Samuel, a 21-year-old indigenous local guide kayaked with us on Lake Atitilan and rode a horse on San Pedro La Laguna. We looked to him for advice during our lunch, when we bartered with a Guatemalan woman from San Antonio la Laguna who was selling her weavings. Encouraged by Samuel, we ate Guatemalan foods and drinks that we would never have dared without his assurances that they were safe for a gringos’ intestinal tract.

Alex, also a local guide from a nearby village, hiked with us to waterfalls, played soccer with Antonio in the village square with the local children, assisted with weaving, and swam with us at El Jaibolito.

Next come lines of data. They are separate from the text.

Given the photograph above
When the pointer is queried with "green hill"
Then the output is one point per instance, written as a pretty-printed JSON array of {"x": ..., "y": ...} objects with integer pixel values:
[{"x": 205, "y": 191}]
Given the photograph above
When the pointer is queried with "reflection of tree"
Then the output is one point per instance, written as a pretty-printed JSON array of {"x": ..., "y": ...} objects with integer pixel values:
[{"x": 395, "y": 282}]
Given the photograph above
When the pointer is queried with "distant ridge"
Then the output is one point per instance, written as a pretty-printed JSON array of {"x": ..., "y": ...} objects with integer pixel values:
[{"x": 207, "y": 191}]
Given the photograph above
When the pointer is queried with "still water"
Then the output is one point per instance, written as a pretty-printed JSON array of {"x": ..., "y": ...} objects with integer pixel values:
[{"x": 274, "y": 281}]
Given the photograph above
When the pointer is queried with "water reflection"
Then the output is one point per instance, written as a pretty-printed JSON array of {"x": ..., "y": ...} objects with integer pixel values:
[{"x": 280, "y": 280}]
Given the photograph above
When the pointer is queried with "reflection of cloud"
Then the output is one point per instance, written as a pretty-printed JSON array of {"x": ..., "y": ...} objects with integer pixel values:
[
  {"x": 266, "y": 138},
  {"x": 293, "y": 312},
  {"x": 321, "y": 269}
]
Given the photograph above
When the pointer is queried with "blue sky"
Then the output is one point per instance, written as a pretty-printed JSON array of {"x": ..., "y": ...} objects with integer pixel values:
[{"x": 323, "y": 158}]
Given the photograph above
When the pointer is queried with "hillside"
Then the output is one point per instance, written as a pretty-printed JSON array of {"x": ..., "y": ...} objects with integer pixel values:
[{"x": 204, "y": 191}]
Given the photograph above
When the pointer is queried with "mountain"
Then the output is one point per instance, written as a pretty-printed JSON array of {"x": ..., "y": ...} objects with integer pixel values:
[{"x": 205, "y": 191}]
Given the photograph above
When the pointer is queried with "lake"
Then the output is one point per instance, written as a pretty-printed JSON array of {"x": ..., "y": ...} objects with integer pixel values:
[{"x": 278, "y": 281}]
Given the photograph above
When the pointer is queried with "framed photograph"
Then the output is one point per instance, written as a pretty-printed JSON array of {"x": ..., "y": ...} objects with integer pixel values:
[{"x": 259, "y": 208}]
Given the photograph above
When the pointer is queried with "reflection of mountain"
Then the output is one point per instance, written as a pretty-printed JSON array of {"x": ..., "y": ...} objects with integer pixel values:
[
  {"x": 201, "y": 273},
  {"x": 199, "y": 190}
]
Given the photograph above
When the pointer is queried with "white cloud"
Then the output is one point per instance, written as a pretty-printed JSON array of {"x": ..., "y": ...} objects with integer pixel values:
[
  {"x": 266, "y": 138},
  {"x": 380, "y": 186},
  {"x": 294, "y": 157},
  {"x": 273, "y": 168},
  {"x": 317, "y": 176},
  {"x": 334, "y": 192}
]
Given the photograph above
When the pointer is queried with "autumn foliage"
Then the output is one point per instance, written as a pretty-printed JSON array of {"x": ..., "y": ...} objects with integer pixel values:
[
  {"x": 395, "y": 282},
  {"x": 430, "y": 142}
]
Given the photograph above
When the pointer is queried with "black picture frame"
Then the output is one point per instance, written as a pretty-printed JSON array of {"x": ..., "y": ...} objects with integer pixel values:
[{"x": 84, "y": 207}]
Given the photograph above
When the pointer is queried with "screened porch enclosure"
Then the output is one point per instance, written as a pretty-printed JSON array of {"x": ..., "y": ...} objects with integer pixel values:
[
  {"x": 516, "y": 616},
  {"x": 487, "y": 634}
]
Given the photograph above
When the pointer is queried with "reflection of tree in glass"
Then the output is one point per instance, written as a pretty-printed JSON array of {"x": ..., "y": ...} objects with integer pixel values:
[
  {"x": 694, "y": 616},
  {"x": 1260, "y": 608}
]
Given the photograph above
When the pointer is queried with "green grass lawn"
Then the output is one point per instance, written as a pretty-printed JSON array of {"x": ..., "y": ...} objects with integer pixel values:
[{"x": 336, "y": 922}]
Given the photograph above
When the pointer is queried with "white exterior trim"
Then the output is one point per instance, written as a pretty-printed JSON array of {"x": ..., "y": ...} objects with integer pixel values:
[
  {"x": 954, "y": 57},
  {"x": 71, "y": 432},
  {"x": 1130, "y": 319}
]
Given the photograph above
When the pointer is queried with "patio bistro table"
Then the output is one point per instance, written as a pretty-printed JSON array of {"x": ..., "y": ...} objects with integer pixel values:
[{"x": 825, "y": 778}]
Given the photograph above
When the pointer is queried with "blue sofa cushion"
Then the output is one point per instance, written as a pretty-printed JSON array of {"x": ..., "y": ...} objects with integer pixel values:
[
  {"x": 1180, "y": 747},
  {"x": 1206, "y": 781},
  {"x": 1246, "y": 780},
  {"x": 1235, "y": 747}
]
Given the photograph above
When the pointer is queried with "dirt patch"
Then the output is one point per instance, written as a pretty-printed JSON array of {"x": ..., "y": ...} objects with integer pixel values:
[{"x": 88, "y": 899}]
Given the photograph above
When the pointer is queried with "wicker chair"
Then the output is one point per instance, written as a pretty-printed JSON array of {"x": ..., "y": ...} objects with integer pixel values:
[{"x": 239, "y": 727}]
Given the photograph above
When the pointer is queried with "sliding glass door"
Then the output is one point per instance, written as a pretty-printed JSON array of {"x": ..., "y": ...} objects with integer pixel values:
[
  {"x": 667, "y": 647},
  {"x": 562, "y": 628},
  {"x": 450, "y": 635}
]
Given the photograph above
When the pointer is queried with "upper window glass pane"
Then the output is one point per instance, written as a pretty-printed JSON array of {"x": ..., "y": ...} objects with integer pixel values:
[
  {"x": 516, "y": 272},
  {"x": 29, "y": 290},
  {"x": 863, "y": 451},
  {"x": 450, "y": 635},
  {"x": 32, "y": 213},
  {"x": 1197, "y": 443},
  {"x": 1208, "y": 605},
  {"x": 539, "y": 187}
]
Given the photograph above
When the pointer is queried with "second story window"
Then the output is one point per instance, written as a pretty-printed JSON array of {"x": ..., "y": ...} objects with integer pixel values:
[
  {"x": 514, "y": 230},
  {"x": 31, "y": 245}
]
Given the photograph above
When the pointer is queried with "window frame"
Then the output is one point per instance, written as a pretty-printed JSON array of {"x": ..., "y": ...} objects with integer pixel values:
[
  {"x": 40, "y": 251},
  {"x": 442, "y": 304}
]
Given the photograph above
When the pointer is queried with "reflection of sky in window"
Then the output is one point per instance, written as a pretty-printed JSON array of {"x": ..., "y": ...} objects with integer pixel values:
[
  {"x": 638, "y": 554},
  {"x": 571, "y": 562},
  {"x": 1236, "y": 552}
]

Staying with the Beal’s was Zach, an adopted 14-year-old Guatemalan who is also from the United States and interning with Los Elementos as a guide. He was Antonio and Crystel’s constant companion. It was Zach who first jumped off the cliff followed by Antonio and Crystel. It was Zach who first put on his zipline hardware at Atitilan Nature Reserve to zing through the trees.

As the children’s mother, I could see that it made a difference to Antonio and Crystel that Samuel, Alex, and Zach were Guatemalan. They weren’t Hispanic. They weren’t Latin American. They weren’t from a different country. They were Guatemalan. Antonio and Crystel are Guatemalan. Their brown arms are the same skin tone. Their hair has the same coarseness. Their faces have the same Mayan features.

Through our Guatemalan guides, the village came to us and Antonio and Crystel began to gain a sense of who they are.